請求項２および請求項５に係る発明は、処理部が、類似する部分シーケンスＸ［ｔ _ｓ：ｔ _ｅ］を検出した場合、その後、さらに、タイムワーピング行列の各行列要素の値の算出を行い、その類似する部分シーケンスＸ［ｔ _ｓ：ｔ _ｅ］と時間帯が一部でも重複する部分シーケンスの中で、ダイナミックタイムワーピング距離がより小さいものがないと判断したときに、その類似する部分シーケンスＸ［ｔ _ｓ：ｔ _ｅ］をより適切な部分シーケンスとして検出することを特徴とする。 In the inventions according to claims 2 and 5 , when the processing unit detects a similar partial sequence X [t _s : t _e ] , it further calculates a value of each matrix element of the time warping matrix. , The similar partial sequence when it is determined that none of the partial sequences whose time zone overlaps with the similar partial sequence X [t _s : t _e ] has a smaller dynamic time warping distance X [t _s : t _e ] is detected as a more appropriate partial sequence.

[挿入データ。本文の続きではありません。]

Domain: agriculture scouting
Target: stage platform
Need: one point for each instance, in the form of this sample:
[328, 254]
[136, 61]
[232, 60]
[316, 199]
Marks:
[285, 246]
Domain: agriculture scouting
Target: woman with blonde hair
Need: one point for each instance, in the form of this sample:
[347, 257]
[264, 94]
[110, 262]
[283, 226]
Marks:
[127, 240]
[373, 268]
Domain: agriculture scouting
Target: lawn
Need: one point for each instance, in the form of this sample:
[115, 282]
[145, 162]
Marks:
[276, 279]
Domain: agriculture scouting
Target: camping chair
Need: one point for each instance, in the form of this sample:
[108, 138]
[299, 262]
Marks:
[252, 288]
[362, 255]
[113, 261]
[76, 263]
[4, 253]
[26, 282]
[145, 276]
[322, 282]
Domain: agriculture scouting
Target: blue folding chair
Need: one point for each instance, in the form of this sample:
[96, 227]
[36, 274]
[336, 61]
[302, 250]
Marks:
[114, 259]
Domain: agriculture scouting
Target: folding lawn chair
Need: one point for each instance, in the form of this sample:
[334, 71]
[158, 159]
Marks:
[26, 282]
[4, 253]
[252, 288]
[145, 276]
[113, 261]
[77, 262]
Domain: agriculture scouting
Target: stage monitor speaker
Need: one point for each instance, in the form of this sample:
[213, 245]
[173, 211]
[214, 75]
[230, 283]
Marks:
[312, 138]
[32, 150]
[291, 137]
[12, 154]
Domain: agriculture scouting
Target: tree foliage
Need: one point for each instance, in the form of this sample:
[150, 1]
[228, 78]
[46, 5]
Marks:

かかる発明によれば、類似する部分シーケンスと時間帯が重複する部分シーケンスを、その後、さらに調べることで、その類似する部分シーケンスがより適切な部分シーケンスであると判断することができる。 According to this invention, it is possible to determine that the similar partial sequence is a more appropriate partial sequence by further examining the partial sequence whose time zone overlaps with the similar partial sequence.

請求項３および請求項６に係る発明は、処理部が、類似する部分シーケンスＸ［ｔ _ｓ：ｔ _ｅ］を検出した場合、その類似する部分シーケンスＸ［ｔ _ｓ：ｔ _ｅ］の最後のデータの受信時刻を終了時刻とすると、その終了時刻後におけるタイムワーピング行列のある列において、各行列要素のうち、その開始時刻が終了時刻以前であって、かつ、その値が類似する部分シーケンスのダイナミックタイムワーピング距離よりも小さいものがないときに、その類似する部分シーケンスＸ［ｔ _ｓ：ｔ _ｅ］をより適切なものとして検出することを特徴とする。 The invention according to claims 3 and 6, processing unit, similar to the partial sequence _X: when detecting _{_[t} s t e], partial sequence X that similar _{_[t s:} t e] last data If the reception time is the end time, in a column of the time warping matrix after the end time, among the matrix elements, the dynamics of the partial sequences whose start time is before the end time and whose values are similar when there is no less than the time warping distance, the similar parts sequence _X: and detecting as [t s t _e] of the more appropriate.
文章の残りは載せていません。